Jeśli nie śledzicie brazylijskiego futbolu, to oglądając wczorajszy finał Klubowych Mistrzostw Świata mogliście być w lekkim szoku widząc Felipe Melo. 40-letni już dziś zawodnik znany z gry dla takich ekip jak Juventus, Inter Mediolan czy Galatasaray jeszcze nie odwiesił butów na kołek i gra na środku obrony Fluminense, triumfatorów ostatniej edycji Copa Libertadores, czyli południowoamerykańskiej Lidze Mistrzów. I jak widać, były reprezentant Brazylii pomimo zaawansowanego jak na piłkarza wieku dalej jest krewki jak te kilkanaście lat temu.

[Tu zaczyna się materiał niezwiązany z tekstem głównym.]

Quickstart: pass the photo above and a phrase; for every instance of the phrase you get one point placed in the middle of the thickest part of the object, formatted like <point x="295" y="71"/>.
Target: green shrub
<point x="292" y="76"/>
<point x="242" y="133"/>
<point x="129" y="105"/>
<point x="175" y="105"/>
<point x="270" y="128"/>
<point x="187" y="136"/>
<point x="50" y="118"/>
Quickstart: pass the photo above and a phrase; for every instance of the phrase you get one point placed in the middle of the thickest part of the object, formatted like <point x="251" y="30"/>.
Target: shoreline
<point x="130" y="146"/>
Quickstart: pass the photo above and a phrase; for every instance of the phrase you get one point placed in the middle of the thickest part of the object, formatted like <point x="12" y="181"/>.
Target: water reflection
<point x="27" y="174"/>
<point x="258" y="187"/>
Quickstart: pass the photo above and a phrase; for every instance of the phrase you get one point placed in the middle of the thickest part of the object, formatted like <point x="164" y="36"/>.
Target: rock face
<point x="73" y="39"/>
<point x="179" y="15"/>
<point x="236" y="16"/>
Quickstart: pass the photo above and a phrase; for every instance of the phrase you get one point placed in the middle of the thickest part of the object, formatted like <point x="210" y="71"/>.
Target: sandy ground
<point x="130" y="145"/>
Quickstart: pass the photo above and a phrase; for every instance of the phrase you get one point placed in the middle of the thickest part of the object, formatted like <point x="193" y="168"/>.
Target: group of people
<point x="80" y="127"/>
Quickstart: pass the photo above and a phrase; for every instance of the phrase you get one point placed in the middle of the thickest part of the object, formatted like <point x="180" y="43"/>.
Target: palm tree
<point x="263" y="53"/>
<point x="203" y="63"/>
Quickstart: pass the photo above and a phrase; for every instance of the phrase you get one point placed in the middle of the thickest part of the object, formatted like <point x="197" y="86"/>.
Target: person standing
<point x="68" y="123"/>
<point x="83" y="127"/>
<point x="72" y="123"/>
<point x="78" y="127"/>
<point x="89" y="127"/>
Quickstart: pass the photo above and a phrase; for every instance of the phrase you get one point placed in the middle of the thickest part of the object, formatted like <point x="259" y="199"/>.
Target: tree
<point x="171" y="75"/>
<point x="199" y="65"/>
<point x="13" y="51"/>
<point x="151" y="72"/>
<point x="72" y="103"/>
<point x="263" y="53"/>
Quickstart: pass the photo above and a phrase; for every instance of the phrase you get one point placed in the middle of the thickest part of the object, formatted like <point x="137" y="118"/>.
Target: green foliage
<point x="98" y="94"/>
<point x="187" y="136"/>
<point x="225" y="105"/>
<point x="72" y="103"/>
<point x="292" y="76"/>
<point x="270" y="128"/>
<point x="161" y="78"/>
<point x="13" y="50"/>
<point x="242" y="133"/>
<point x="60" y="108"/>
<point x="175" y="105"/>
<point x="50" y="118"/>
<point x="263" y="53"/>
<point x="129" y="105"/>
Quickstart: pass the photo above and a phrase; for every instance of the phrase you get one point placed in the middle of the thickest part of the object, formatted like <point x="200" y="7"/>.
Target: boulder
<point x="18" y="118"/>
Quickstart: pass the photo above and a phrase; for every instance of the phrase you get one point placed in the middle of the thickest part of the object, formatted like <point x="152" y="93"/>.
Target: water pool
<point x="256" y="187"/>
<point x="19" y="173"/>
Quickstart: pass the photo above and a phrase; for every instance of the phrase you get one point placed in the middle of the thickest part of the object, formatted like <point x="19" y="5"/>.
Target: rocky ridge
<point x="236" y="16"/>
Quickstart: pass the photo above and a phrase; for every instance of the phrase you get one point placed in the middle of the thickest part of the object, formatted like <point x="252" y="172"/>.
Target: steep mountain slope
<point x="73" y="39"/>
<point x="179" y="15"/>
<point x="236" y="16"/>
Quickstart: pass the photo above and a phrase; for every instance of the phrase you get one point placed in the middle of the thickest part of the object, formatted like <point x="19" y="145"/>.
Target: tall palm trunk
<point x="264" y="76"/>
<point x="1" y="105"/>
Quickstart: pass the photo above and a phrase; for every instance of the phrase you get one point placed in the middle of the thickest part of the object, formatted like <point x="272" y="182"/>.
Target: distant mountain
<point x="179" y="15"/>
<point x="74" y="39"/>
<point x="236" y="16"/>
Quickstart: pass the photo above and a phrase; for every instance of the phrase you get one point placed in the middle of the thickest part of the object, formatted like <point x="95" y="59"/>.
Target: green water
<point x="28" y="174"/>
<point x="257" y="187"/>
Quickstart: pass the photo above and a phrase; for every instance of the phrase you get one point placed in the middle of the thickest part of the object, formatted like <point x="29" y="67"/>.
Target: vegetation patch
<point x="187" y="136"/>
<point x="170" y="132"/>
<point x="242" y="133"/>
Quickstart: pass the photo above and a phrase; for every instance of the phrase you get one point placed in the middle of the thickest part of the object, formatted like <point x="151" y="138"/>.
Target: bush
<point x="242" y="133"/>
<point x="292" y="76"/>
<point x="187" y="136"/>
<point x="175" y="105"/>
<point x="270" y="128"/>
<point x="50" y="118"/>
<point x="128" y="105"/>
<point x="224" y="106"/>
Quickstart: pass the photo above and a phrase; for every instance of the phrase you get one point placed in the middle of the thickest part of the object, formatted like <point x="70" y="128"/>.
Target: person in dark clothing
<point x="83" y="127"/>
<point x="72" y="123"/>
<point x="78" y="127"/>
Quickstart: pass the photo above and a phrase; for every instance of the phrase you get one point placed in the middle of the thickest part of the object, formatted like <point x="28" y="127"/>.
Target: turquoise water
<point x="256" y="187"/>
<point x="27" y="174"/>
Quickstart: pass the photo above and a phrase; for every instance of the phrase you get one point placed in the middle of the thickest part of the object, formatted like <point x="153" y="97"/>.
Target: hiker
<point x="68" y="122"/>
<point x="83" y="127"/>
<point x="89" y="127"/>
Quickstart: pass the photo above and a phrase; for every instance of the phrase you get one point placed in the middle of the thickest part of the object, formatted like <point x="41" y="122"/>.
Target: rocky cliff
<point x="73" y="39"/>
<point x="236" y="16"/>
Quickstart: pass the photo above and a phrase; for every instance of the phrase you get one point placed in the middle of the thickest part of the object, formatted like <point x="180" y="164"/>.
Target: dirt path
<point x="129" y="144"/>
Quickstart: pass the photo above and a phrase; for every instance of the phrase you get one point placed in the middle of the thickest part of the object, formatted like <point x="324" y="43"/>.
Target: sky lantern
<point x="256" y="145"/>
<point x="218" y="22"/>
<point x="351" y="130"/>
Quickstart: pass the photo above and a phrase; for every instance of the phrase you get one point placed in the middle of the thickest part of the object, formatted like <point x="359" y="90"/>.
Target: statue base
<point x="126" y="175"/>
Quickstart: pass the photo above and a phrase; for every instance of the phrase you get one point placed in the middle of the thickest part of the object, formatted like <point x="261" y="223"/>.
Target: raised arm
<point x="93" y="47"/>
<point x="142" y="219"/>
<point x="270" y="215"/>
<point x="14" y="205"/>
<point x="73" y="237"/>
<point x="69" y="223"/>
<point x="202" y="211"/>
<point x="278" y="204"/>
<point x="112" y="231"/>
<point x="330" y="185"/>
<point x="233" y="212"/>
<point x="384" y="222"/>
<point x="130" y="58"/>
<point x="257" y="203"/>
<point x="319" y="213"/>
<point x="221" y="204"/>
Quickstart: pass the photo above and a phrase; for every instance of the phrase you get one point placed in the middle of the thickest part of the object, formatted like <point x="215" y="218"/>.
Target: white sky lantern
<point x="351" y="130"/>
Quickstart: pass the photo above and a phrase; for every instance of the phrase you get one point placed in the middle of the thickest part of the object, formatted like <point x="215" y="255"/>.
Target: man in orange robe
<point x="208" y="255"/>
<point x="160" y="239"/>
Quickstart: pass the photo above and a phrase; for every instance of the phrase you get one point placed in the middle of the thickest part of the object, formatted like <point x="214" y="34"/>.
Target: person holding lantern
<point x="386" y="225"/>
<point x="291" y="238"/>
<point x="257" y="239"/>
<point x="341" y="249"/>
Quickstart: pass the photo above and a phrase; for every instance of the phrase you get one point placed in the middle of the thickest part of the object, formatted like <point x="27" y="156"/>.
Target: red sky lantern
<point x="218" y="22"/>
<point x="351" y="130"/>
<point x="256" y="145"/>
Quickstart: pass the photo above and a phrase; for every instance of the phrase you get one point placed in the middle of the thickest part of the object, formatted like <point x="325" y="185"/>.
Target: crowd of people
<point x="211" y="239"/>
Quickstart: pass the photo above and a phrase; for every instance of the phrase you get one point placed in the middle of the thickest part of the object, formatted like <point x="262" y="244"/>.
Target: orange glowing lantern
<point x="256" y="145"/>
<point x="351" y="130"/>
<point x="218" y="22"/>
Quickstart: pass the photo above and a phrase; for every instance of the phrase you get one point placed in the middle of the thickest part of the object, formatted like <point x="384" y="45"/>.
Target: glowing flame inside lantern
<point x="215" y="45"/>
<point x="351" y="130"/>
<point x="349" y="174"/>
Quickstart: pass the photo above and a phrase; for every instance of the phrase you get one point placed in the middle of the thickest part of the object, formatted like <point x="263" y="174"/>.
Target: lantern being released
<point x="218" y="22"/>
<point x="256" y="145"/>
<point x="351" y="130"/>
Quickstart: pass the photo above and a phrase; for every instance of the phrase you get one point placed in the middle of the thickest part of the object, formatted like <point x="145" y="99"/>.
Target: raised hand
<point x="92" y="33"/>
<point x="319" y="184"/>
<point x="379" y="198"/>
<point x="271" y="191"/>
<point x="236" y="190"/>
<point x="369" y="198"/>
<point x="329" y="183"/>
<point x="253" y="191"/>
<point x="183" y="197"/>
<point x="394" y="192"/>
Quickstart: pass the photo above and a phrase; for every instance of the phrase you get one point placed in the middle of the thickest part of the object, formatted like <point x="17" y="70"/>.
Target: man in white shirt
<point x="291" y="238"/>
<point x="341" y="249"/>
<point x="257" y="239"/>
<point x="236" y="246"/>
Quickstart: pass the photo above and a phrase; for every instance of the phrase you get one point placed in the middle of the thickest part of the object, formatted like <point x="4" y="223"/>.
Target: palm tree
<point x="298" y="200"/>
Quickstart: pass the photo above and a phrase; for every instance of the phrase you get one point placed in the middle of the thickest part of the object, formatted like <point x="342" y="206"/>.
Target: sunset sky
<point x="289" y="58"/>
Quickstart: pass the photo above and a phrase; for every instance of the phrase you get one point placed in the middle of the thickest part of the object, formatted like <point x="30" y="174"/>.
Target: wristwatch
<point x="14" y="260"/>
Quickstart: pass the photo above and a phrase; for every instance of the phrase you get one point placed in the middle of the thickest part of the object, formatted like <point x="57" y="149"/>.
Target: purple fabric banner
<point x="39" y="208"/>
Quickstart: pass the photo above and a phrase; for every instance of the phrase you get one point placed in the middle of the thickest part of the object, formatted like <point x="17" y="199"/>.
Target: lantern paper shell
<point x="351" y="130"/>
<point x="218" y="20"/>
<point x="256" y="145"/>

O co obrońcom poszło? Jak po meczu powiedział sam Felipe Melo – o brak szacunku do pokonanego rywala.

„Dzisiaj Grealish pokazał brak szacunku dla Fluminense, a ja na to nigdy nie pozwolę. Podczas gry krzyczał „olé”. To jest dla kibiców, oni mogą wołać „olé”, ale sportowiec na boisku nie powinien zachowywać się w ten sposób”mówił o zajściu Melo.

„Kiedy mecz się skończył, Grealish podszedł do Martinelliego. Wybrał kogoś mniejszego, bo nie miał jaj podejść do kogoś równego sobie. Kiedy obok niego przechodził, to widziałem, jak rozmawiali czoło w czoło, więc chciałem ich rozdzielić i odepchnąłem go. Z kolei Walker odepchnął mnie. Chciałem tylko bronić kolegę. Chciałem także bronić swój klub. Zawsze to będę robił. Nikt nie będzie atakować mój klub i jego sportowców. Nikt nie będzie przychodził poniżać moich przyjaciół i mój klub”dodał Brazylijczyk.

Grealish po meczu skomentował na swoim Twitterze opinie Felipe Melo o jego zachowaniu w trakcie meczu. Anglik ewidentnie nie wie, o co obrońcy Fluminense chodzi, bo jak sam napisał „ani razu nie powiedział żadnego olé”.